Photo : Radio-Canada / Charles Beaudoin

Radio-Canada

La communauté du parc de l'Ancienne-Caserne dans le Vieux-Nord de Sherbrooke entend solliciter les élus, lors du prochain conseil municipal le 16 septembre, afin d'obtenir un appui budgétaire pour l'inauguration de rues partagées en 2020.

Ce serait dans l'idéal des cas, note la porte-parole de la communauté, Stéphanie Leclerc. Je sais que parfois la municipalité a des délais et que ce n'est pas une priorité, mais à ce que je vois ce soir, il y a une panoplie de citoyens qui ont envie de se mobiliser.

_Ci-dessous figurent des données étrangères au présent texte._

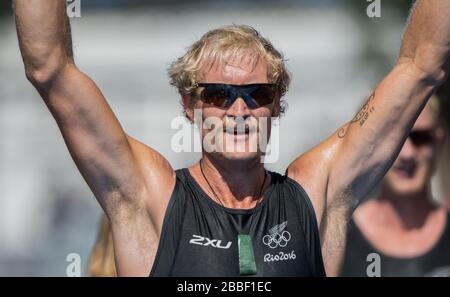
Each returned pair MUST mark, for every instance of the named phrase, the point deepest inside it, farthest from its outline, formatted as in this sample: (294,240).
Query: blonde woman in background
(101,262)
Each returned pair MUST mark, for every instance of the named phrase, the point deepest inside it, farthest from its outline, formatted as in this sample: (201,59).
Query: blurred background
(336,53)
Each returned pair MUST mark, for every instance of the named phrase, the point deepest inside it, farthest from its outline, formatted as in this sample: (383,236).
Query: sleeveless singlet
(201,237)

Jeudi soir, une trentaine de citoyens s'étaient déplacés au pavillon Armand-Nadeau, au parc Jacques-Cartier, pour assister à une conférence de Tristan Bougie, un chargé de projet au Centre d'écologie urbaine de Montréal.

Tristan Bougie.

Tristan Bougie

Photo : Radio-Canada / Charles Beaudoin

Le but, c'était de rassembler les personnes qui se sentent concernées et qui ont envie de se mobiliser pour entamer des démarches pour concrétiser ce projet de rues partagées à Sherbrooke, mentionne Mme Leclerc, qui dit avoir relever un intérêt citoyen également pour transformer les rues Amherst et de Dorval.

Des citoyens voisins du quartier œuvrent, quant à eux, depuis un an à faire des rues Québec, London, Walton et Stanley des rues partagées.

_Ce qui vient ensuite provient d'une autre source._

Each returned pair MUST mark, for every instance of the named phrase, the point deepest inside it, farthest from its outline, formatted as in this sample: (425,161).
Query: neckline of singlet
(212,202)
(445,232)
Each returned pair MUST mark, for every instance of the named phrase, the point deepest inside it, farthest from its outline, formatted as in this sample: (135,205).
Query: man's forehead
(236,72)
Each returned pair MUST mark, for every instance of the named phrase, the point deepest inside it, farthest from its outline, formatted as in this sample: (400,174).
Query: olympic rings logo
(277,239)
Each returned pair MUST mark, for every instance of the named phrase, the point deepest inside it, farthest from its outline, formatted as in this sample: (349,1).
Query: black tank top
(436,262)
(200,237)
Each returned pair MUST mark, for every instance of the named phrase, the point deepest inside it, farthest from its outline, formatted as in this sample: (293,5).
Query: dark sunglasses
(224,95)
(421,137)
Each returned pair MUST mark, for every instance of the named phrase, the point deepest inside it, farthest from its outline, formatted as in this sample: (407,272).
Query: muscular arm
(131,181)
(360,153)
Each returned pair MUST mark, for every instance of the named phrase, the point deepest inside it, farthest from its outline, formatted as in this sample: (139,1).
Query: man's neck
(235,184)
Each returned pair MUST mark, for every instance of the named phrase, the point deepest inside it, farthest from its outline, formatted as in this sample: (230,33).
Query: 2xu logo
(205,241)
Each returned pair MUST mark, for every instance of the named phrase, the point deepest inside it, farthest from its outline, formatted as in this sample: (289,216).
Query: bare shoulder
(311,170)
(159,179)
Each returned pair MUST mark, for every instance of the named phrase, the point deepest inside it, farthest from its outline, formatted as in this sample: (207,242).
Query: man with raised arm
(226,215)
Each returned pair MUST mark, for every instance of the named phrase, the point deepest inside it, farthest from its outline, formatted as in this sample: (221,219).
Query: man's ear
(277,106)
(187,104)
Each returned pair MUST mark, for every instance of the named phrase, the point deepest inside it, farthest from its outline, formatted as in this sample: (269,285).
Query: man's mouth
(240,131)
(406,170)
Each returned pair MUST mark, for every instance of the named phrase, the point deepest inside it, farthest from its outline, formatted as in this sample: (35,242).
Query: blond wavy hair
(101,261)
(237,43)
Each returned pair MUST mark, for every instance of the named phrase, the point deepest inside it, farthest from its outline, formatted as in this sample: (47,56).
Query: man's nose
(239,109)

Une carte indiquant l'endroit des rues partagées.

Les rues en rouge pourraient devenir des « rues partagées ».

Photo : Google Map

Différents projets, majoritairement réalisés à Montréal, ont été présentés pour illustrer les formes que peut prendre ce type de chemin public où la limite de vitesse est réduite pour donner la priorité aux piétons.

Ces lieux-là, c'est un peu l'extension de la cour arrière de certaines personnes qui n'en ont pas, qui ont peut-être un balcon et qui ont peu d'espaces extérieurs dont ils peuvent profiter. Ça devient des lieux de détente et de socialisation, explique Tristan Bougie.